Perjalanan kami terus berlanjut dengan mengandalkan kompas, peta buatan Lik Slamet, jaket, dan sedikit makanan minuman yang kami beli di Pasar Tempeh waktu kami akan berangkat tadi pagi.
Aku terus mengeluarkan seluruh tenagaku, berjalan menapaki jalur pendakian. Sesekali menengok ke belakang, memastikan teman-temanku itu masih mengikuti. Sepatu merk Kodaci andalan Suno sudah berubah warna dari putih ke cokelat-kemerahan akibat tanah becek di sepanjang trek yang kami lewati. Bahkan, jaket merk Konica-ku juga agak basah karena udara yang lembap di hutan itu. Hendro yang di awal terus mengeluarkan kalimat- kalimat cacian andalannya kini sudah tak bersuara.

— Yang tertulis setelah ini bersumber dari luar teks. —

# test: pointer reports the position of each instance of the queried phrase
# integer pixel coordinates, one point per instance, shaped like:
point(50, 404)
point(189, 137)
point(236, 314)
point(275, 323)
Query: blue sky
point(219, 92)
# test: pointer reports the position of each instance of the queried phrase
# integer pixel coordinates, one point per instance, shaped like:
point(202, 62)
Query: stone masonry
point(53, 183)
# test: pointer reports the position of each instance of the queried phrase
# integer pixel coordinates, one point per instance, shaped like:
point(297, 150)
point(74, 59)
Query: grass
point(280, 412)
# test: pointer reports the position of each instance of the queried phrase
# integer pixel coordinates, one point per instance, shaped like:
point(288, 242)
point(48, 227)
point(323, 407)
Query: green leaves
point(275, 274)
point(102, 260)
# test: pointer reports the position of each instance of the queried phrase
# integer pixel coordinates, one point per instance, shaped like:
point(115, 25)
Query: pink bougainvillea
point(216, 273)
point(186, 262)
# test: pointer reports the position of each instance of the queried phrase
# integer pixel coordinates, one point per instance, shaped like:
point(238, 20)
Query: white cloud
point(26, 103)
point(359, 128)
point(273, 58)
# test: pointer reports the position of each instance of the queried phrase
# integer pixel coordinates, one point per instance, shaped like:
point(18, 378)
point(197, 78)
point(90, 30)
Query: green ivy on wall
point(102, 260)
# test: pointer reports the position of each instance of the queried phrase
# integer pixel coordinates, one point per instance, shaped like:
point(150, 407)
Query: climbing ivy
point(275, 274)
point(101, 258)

Kami lalui jalan terjal yang tidak sedikit putus akibat banjir atau longsoran kecil itu, sampai kami tiba tepat pada titik batu besar yang sudah diprediksikan oleh peta Lik Slamet.

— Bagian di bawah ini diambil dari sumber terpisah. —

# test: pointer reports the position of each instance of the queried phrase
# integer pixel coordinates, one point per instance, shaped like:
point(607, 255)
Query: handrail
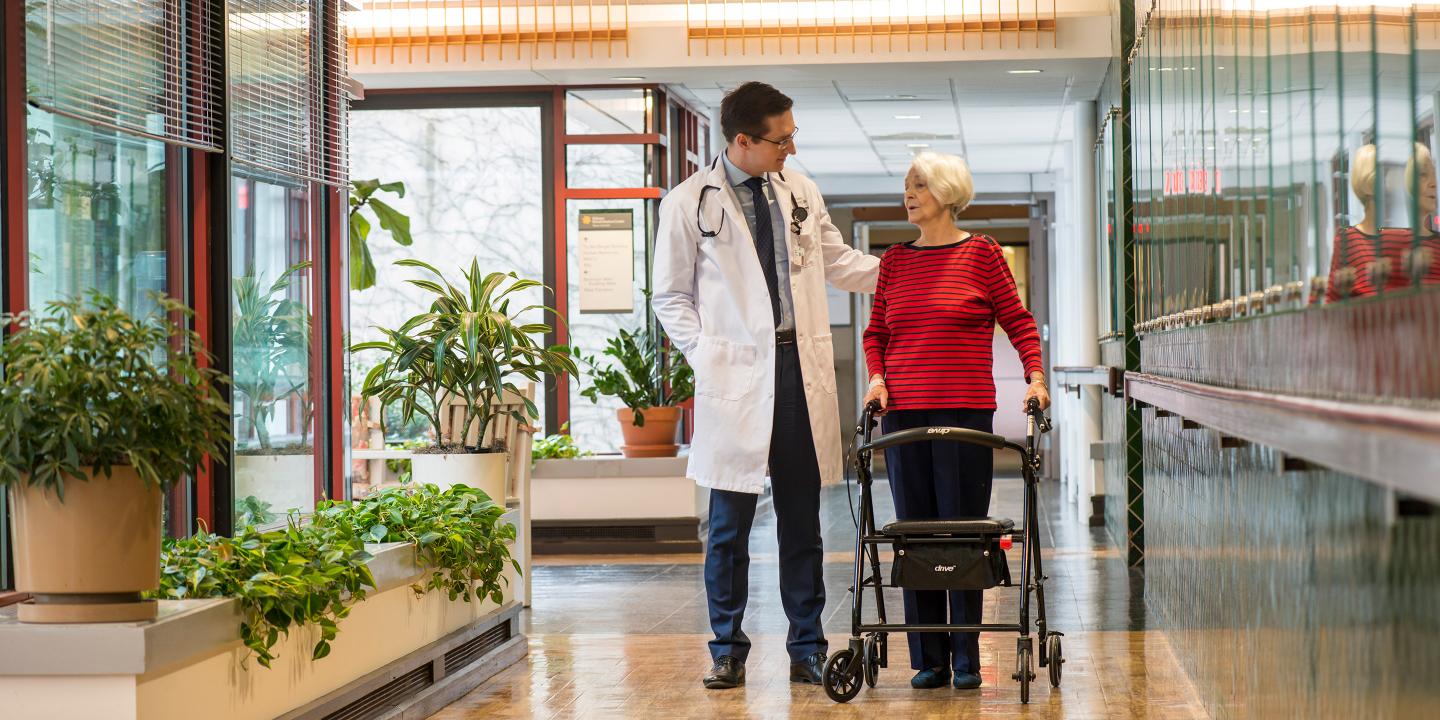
point(1390, 445)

Di sinilah mulai terjadi hal yang agak ganjil.
“Koen opo gak kroso aneh, Le? Kok rasane aku koyok ono sing ngetutno1,” tanya Suno yang agak takut.

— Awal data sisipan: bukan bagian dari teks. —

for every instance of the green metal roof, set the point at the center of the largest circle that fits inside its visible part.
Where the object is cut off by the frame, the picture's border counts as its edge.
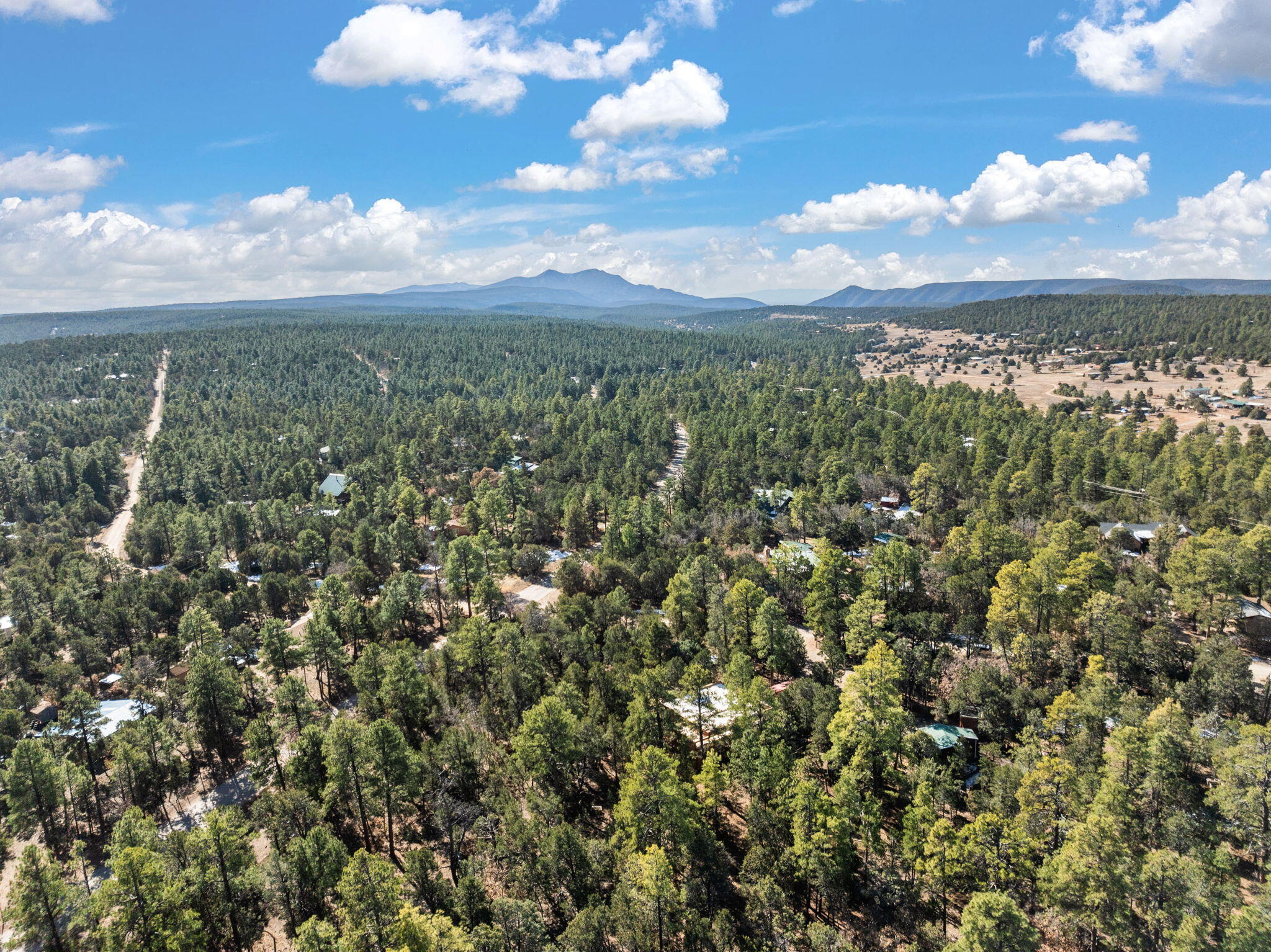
(947, 735)
(335, 485)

“Koyok’e aku enak ae kok, No, mosok awan ngene koen wes meden-medeni,2” gerutuku pada Suno. “Itu lho Hendro yang di belakangmu.”
Dari tadi sebenarnya aku sudah merasa kurang enak, sebab si Hendro terlalu tenang, diam seribu bahasa. Tapi pikirku, mungkin anak itu hanya lelah.
Kicau Sirpuh mengiringi jalan kami, burung Totou juga terasa mengintai gerak langkah kami. Parang Suno pun tidak pernah diam menebas ilalang demi mendapatkan sepetak lokasi guna tempat kami mendirikan tenda nantinya.
“Iki sakjane jam piro, sih? Kok koyo wes dalu,3” seru Suno kepada kami.